All aboard: LCR driving Laos-China tourism boom

The passenger train, from the Lao capital of Vientiane to Kunming, the capital of Yunnan province, was introduced on April 13 last year.

Niem Chheng

Niem Chheng

The Phnom Penh Post


Visitors stroll past the former Royal Palace in Luang Prabang, Laos in June. PHOTO: THE PHNOM PENH POST

July 11, 2024

PHNOM PENH – The number of regional visitors to Laos and China’s Yunnan province has seen a sharp increase since last year’s introduction of passenger services on the Laos-China Railway (LCR).

The passenger train, from the Lao capital of Vientiane to Kunming, the capital of Yunnan province, was introduced on April 13 last year.

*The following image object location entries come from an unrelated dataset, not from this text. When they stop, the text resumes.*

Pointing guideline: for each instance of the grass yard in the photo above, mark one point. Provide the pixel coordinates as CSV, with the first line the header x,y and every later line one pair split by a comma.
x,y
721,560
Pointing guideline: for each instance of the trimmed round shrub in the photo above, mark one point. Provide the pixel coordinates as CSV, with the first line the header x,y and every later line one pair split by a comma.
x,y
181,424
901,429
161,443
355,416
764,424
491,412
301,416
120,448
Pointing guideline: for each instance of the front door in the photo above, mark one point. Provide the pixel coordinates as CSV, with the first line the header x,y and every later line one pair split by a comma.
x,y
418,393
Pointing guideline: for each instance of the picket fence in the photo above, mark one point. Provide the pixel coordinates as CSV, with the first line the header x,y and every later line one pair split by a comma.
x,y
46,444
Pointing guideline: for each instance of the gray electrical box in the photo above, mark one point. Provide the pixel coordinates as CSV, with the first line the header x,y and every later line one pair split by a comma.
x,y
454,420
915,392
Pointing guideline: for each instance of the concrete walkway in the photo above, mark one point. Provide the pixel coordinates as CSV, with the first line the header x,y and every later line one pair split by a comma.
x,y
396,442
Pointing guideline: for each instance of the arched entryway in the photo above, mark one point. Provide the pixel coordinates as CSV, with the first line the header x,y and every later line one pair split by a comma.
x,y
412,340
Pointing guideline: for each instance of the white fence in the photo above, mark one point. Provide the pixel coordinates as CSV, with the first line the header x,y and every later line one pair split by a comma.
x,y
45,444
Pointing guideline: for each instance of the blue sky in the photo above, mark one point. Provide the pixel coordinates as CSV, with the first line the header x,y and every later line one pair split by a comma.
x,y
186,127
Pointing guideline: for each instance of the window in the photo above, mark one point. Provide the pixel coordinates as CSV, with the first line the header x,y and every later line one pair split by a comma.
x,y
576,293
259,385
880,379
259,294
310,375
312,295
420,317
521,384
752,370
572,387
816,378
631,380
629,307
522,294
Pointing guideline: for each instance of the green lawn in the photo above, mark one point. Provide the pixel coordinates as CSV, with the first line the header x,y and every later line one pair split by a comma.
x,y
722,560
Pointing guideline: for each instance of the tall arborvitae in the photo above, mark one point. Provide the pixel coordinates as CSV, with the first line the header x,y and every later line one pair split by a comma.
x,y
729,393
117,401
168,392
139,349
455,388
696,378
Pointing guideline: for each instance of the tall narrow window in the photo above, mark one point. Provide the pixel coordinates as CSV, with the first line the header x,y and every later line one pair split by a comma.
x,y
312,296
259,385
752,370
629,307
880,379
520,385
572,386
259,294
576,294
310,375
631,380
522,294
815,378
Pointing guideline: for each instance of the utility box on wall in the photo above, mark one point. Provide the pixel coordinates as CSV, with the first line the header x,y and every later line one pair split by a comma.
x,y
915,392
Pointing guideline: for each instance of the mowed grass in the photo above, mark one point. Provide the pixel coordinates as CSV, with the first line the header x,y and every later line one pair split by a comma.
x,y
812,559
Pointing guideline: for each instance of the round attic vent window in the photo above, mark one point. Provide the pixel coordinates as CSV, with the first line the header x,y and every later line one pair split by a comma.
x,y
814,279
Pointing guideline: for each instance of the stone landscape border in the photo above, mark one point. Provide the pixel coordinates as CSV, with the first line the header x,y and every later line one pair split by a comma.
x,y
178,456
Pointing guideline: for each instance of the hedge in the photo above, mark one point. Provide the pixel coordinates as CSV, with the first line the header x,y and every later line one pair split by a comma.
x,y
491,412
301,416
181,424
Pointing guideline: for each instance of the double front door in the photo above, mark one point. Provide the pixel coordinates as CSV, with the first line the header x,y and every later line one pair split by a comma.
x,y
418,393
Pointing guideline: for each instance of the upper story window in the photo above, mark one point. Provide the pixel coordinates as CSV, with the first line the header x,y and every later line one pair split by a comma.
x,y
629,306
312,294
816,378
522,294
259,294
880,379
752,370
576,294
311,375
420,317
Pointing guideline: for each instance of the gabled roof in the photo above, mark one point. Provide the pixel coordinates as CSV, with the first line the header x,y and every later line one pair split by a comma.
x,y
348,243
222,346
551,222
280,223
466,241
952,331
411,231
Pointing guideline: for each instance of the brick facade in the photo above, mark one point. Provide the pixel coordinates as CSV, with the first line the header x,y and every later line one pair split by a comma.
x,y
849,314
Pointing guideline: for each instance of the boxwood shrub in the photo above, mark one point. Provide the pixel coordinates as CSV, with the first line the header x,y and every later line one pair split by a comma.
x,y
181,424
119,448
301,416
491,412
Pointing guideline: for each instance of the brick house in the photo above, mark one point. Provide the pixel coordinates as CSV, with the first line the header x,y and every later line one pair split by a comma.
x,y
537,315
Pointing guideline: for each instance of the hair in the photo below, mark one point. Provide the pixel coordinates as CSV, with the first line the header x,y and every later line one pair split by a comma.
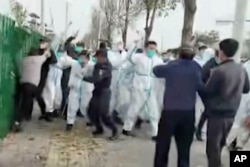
x,y
229,47
203,47
150,43
102,45
139,50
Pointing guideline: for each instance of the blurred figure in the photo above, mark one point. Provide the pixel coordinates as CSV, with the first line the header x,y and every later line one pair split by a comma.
x,y
178,116
80,91
224,88
144,91
205,73
98,110
30,75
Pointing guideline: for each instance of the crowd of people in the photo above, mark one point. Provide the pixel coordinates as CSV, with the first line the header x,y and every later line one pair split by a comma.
x,y
119,87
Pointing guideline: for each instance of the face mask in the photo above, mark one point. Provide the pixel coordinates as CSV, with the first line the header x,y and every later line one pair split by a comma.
x,y
78,49
79,60
94,59
217,60
59,54
151,53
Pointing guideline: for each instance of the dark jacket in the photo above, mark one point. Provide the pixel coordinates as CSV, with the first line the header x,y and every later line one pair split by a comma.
x,y
183,80
101,77
205,72
225,86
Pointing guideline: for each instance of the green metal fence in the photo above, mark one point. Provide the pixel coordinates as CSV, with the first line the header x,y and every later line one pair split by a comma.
x,y
15,43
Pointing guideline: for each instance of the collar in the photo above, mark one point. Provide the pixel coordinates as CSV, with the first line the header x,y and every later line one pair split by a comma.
x,y
227,61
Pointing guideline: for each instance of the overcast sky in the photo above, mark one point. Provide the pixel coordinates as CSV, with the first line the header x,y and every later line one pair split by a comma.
x,y
167,31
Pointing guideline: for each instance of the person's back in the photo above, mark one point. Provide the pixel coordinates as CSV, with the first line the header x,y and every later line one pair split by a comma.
x,y
30,69
230,86
182,77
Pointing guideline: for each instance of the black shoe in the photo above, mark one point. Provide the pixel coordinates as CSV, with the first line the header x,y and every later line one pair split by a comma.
x,y
138,123
199,136
114,136
97,133
55,114
128,133
79,114
46,117
69,127
16,127
89,124
154,138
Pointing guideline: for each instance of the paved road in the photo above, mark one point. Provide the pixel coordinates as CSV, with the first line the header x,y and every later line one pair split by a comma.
x,y
48,145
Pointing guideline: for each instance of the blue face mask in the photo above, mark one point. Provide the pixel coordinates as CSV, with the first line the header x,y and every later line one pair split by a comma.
x,y
217,60
94,59
79,60
59,54
151,53
78,49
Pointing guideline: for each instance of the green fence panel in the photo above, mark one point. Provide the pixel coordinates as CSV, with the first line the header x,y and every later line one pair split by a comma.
x,y
15,43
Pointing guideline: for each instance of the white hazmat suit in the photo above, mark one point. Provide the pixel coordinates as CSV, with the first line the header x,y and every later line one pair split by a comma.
x,y
80,91
144,92
52,92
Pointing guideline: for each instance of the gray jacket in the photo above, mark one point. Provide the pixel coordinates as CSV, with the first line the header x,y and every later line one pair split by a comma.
x,y
225,86
30,69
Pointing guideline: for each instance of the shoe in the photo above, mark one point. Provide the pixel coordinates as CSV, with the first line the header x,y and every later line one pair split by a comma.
x,y
69,127
55,114
154,138
138,124
89,124
79,114
16,127
114,136
46,118
128,133
199,136
97,133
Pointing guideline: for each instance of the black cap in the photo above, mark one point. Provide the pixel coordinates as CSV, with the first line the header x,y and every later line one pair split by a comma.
x,y
102,52
229,46
41,40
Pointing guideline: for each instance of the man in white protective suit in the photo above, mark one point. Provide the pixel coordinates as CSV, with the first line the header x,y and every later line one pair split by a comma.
x,y
52,92
80,91
117,57
144,95
240,132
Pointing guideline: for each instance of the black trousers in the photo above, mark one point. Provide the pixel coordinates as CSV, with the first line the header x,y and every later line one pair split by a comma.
x,y
98,110
181,125
218,129
29,92
202,121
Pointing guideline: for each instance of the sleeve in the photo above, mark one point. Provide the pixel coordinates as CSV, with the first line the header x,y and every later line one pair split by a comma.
x,y
116,59
67,61
246,84
98,75
213,83
161,71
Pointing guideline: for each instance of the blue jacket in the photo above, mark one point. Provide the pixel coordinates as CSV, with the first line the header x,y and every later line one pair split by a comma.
x,y
183,81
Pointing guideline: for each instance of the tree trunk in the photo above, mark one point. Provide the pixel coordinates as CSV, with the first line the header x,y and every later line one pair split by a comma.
x,y
189,14
125,30
149,26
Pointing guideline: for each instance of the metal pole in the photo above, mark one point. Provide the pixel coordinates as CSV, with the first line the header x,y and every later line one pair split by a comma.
x,y
66,19
239,24
42,18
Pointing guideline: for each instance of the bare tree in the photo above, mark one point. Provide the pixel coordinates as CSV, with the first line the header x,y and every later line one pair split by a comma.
x,y
152,8
189,14
19,12
208,37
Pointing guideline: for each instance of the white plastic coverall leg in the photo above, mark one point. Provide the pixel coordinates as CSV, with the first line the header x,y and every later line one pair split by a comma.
x,y
238,130
52,92
143,95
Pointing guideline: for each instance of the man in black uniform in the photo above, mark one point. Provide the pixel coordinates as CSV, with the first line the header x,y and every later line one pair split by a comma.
x,y
99,104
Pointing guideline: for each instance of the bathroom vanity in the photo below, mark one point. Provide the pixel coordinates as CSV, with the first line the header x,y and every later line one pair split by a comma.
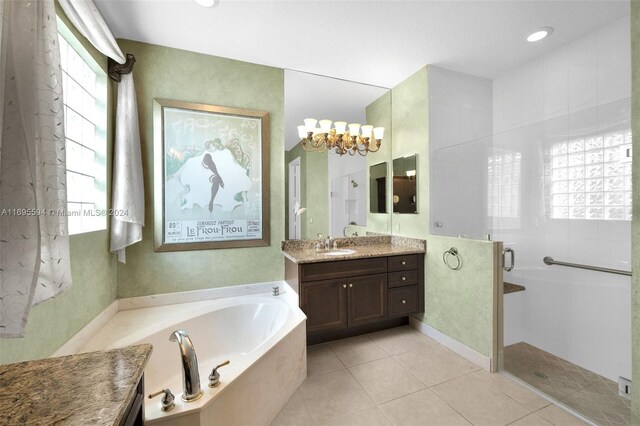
x,y
376,287
96,388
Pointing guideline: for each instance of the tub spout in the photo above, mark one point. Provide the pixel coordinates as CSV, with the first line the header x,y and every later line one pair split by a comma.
x,y
190,373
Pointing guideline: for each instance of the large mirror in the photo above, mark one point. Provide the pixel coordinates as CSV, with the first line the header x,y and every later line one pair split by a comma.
x,y
378,182
405,176
327,193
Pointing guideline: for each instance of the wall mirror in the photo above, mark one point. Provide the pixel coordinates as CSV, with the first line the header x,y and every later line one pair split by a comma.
x,y
325,192
405,175
378,183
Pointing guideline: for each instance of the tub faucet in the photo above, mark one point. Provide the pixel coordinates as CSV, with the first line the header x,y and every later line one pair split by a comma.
x,y
190,373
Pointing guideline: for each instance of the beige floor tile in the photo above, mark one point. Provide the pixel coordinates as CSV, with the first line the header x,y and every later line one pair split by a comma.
x,y
385,379
333,395
423,408
401,339
435,365
321,359
531,420
479,402
367,417
514,390
559,417
293,414
357,350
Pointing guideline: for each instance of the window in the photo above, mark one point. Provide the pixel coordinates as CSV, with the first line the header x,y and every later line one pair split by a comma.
x,y
85,98
591,178
503,175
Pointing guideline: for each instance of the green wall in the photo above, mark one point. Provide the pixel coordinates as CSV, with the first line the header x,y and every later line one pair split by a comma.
x,y
379,112
314,181
460,304
162,72
93,269
635,293
410,134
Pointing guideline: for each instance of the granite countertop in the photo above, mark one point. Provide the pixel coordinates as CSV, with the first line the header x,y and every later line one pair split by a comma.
x,y
87,389
304,251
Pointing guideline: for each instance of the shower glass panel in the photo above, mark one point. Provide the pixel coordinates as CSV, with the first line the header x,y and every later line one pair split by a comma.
x,y
561,188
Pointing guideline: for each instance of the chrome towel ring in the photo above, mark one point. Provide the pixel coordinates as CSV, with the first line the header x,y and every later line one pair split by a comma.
x,y
447,258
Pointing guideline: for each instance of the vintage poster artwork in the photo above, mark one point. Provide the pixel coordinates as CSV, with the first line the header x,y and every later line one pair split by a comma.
x,y
212,177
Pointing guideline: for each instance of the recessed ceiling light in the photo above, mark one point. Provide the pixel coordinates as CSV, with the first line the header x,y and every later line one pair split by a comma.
x,y
207,3
540,34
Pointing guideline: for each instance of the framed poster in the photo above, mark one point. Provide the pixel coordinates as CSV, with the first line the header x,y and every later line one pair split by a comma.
x,y
211,176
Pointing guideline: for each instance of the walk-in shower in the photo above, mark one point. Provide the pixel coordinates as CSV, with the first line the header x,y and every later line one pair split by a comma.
x,y
545,167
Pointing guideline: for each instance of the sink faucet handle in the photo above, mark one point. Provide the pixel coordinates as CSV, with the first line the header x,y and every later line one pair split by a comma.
x,y
167,402
214,377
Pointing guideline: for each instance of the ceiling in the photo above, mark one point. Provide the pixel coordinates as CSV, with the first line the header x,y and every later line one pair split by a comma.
x,y
374,42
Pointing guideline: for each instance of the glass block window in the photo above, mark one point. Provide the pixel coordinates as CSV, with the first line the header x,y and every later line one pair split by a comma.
x,y
503,172
85,97
591,178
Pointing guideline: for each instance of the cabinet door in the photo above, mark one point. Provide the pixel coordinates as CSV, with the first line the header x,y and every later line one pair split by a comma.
x,y
325,304
367,299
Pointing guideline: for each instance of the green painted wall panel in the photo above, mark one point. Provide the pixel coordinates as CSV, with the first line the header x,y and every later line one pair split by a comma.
x,y
635,292
163,72
460,303
410,116
93,269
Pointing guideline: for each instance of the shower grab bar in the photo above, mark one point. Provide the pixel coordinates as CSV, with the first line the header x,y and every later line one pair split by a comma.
x,y
548,260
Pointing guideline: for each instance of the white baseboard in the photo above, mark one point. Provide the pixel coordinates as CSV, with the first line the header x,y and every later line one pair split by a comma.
x,y
459,348
78,340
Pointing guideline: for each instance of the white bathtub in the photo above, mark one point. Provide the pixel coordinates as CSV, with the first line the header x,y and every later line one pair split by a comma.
x,y
262,335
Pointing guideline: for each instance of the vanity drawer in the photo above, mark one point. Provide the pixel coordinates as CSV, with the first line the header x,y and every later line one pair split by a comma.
x,y
401,263
342,268
402,301
403,278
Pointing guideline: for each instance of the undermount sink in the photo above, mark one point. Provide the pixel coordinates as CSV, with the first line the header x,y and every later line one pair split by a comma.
x,y
338,252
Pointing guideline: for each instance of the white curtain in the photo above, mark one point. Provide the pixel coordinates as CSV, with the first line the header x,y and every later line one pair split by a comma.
x,y
34,244
128,190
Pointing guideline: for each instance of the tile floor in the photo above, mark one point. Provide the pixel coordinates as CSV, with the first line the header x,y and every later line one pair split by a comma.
x,y
586,392
401,377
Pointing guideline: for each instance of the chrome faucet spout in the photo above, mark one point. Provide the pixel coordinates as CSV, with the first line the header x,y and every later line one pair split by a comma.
x,y
190,372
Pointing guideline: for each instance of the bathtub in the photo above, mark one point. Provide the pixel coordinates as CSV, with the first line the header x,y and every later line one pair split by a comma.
x,y
264,337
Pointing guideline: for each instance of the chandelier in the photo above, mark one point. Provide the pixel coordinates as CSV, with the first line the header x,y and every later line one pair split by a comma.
x,y
338,139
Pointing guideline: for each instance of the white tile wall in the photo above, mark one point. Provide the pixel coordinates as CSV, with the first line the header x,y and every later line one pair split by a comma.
x,y
579,90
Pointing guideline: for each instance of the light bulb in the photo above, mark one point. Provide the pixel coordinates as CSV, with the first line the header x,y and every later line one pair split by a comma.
x,y
310,124
540,34
325,126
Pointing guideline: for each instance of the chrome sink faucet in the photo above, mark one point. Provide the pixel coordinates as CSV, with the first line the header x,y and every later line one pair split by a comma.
x,y
190,373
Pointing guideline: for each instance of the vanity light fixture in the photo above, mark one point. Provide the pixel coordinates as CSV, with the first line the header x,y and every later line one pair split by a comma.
x,y
338,139
540,34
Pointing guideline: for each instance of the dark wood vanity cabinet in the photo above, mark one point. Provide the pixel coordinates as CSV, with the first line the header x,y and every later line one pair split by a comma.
x,y
349,297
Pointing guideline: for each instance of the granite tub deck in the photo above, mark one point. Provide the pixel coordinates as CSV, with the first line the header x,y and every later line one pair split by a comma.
x,y
88,389
304,251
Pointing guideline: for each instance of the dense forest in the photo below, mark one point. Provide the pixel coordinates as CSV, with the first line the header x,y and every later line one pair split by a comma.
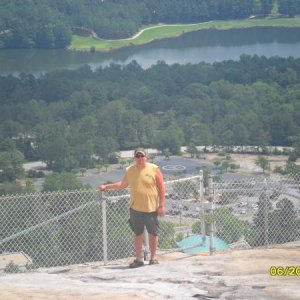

From the date of the launch until the beginning of April this year, 172,023 passengers used the service, according to Lao Deputy Minister of Tourism Darany Phommavongsa, who met with a group of ASEAN journalists who were touring the LCR at the Ministry of Information, Culture and Tourism in late June.

One year to the day after the initial launch, an additional pair of passenger services were added between Luang Prabang, Laos and Xishuangbanna, China.

During the June press conference, Darany noted that the LCR had transformed Laos from a landlocked to a connected country, “making the dreams and aspirations of the Lao people come true”.

“This success is due to the joint implementation of Chinese President Xi Jinping’s ‘Belt and Road’ initiative, which both countries must continue to pay attention to, in order to achieve high-quality development and to continuously upgrade cooperation,” she said.

She explained that the Lao government aimed to develop the Lao-China railway into an economic corridor that generates large income for the nation. The corridor will contribute to improving the country’s economic situation through the transportation of passengers, including international tourists, as well as carrying goods between Laos and China.

The railway also made a hefty contribution to the “Visit Laos 2024” campaign, which aims to promote Lao tourism and attract more international guests, creating jobs, bringing in foreign currency and supporting the conservation and protection of the country’s art, culture and traditions, while sharing its long history.

“The opening of the Lao-China railway has made a great contribution to the Visit Laos 2024 campaign, by facilitating the travel of both domestic and international tourists, allowing them to enjoy a fun, high-quality travel experience,” said Darany.

In correspondence with the increased number of arrivals, the deputy minister added that the Lao government has constructed several new infrastructure projects, while focusing on the preservation and protection of cultural heritage sites and traditional activities, especially along the railway line.

“The information ministry is working with provincial authorities and tourism stakeholders along the route of the railway to ensure that all tourism attractions meet the highest international standards,” she said.

“They have installed multi-lingual signage along the transit region. Clear road signs in Lao, English and Chinese point the way to major attractions,” she added.

With Laos announcing a free visa policy for Chinese visitors in early July, the number of Chinese arrivals is expected to jump. According to Darany, the policy is mainly focused on travellers who are accompanied by guides on packaged group tours.

She said the policy may also be applied to other international visitors from the region, and may include multiple entry visas, as well as the possibility of extending a stay from 30 to 60 days.

A tour guide identified as Mana told The Post that the number of visitors had definitely increased, especially to Laung Prabang, thanks to the railway. He explained that before the LCR was launched there were far fewer visitors to the northern city, as travel from Vientiane took up to eight hours.

Thanks to the train, the distance can now be covered in just two hours.

The latest visitors to the former capital are not just coming from China, but from within Laos itself. Large crowds could be seen at the Royal Palace Museum and other cultural attractions in Luang Prabang.

China’s Yunnan province has also seen a spike in guests to its many cultural villages and parks. The surge consists of large numbers of tourists from within China, as well as the neighbouring countries of Laos and Myanmar.

According to sources at some of the cultural villages, the number of arrivals sees a particular jump during public holidays such as the Spring Festival or Lunar New Year.